AccessのリストボックスへVBAでデータを設定する基本的な考え方
Accessのリストボックスには「値集合ソース」という設定がありますが、用途によってはテーブルを直接指定すると管理しにくい場合があります。
そのような場合は、フォームが開いたときに実行される「フォームの読み込み時イベント(Form_Load)」や「開く時イベント(Form_Open)」でVBAを実行し、リストボックスのRowSourceプロパティへSQL文を設定します。

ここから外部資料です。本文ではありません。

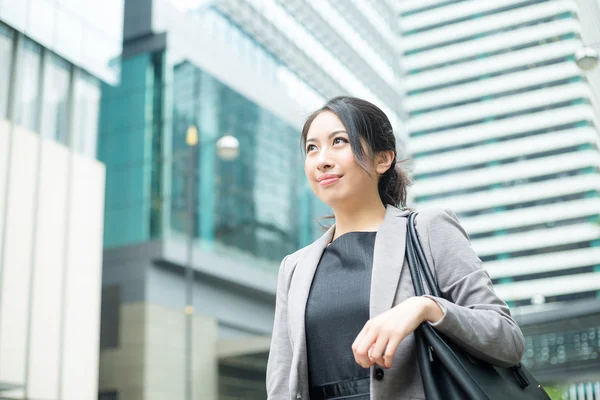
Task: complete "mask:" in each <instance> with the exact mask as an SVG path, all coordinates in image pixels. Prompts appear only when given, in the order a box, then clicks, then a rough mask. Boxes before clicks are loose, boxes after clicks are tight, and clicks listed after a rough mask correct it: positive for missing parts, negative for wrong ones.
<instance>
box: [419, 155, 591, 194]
mask: <svg viewBox="0 0 600 400" xmlns="http://www.w3.org/2000/svg"><path fill="white" fill-rule="evenodd" d="M599 165H600V154H598V151H596V150H584V151H580V152H578V153H567V154H560V155H557V156H551V157H546V158H543V159H535V160H527V161H522V162H518V163H515V164H507V165H500V166H497V167H489V168H486V169H483V170H475V171H468V172H461V173H457V174H454V175H452V177H451V178H449V177H447V176H441V177H437V178H429V179H423V180H420V181H418V182H416V183H415V184H414V189H413V193H414V195H415V196H426V195H433V194H436V193H444V192H451V191H455V190H463V189H468V188H472V187H478V186H485V185H491V184H494V183H500V182H506V181H512V180H517V179H527V178H532V177H536V176H542V175H549V174H556V173H560V172H564V171H569V170H574V169H580V168H586V167H590V166H591V167H597V166H599Z"/></svg>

例えば、テーブルAにA列とB列があり、その2列をリスト表示したい場合は、SELECT文で必要な列だけ取得してリストボックスへ渡します。
フォーム表示時にリストボックスへ2列をセットするVBAコード
フォームAを開いたタイミングでテーブルAのA列とB列を表示する場合、以下のようなコードをフォームの読み込み時イベントへ記述します。
Private Sub Form_Load()
Me.リストボックス名.RowSource = "SELECT A列, B列 FROM テーブルA;"
Me.リストボックス名.Requery
End Sub
「リストボックス名」の部分は、実際に作成したリストボックスの名前へ変更してください。また、「A列」「B列」「テーブルA」も実際のフィールド名とテーブル名に合わせて修正します。
列幅や表示形式を調整して見やすくする方法
2列表示のリストボックスでは、列数や列幅を設定すると見やすい表示になります。
例えば、A列をコード番号、B列を名称として表示する場合は、列数を2に設定し、列幅を調整します。
Private Sub Form_Load()
With Me.リストボックス名
.ColumnCount = 2
.ColumnWidths = "3cm;5cm"
.RowSource = "SELECT A列, B列 FROM テーブルA;"
.Requery
End With
End Sub
この設定により、左側にA列、右側にB列を表示したリストボックスを作成できます。
DAOを使ってVBAでリストへ値を追加する方法
SQLをRowSourceへ直接指定する方法以外にも、DAOを利用してレコードを取得し、リストボックスへ1件ずつ追加する方法があります。
例えば、検索条件によって表示内容を変更したい場合や、複雑な処理を行いたい場合はDAOを使う方法が便利です。
Private Sub Form_Load()
Dim db As DAO.Database
Dim rs As DAO.Recordset
Set db = CurrentDb
Set rs = db.OpenRecordset("SELECT A列, B列 FROM テーブルA")
Me.リストボックス名.RowSource = ""
Do Until rs.EOF
Me.リストボックス名.AddItem rs!A列 & ";" & rs!B列
rs.MoveNext
Loop
rs.Close
Set rs = Nothing
Set db = Nothing
End Sub
フォームを開くたびに最新データを表示するポイント
テーブルの内容が変更される可能性がある場合は、フォームを開くたびにリストボックスを更新する仕組みにしておくことが重要です。
フォームのLoadイベントでRowSourceを設定しておけば、フォーム表示時に毎回最新のテーブル内容を取得できます。
例えば、新しいデータがテーブルAへ追加された場合でも、フォームを閉じて再度開くだけでリストボックスへ反映されます。
まとめ|Access VBAならフォーム表示時に自由な条件でリスト設定が可能
Accessのフォームでテーブルの値をリストボックスへ表示する場合、値集合ソースを直接指定する方法だけでなく、VBAで動的に設定する方法があります。
単純に2列を表示するだけならRowSourceへSELECT文を設定する方法が簡単です。一方で条件指定や加工処理が必要な場合はDAOを利用した方法が適しています。
フォームの表示タイミングでデータを取得する仕組みにしておくことで、常に最新の情報を表示でき、管理しやすいAccessデータベースを作成できます。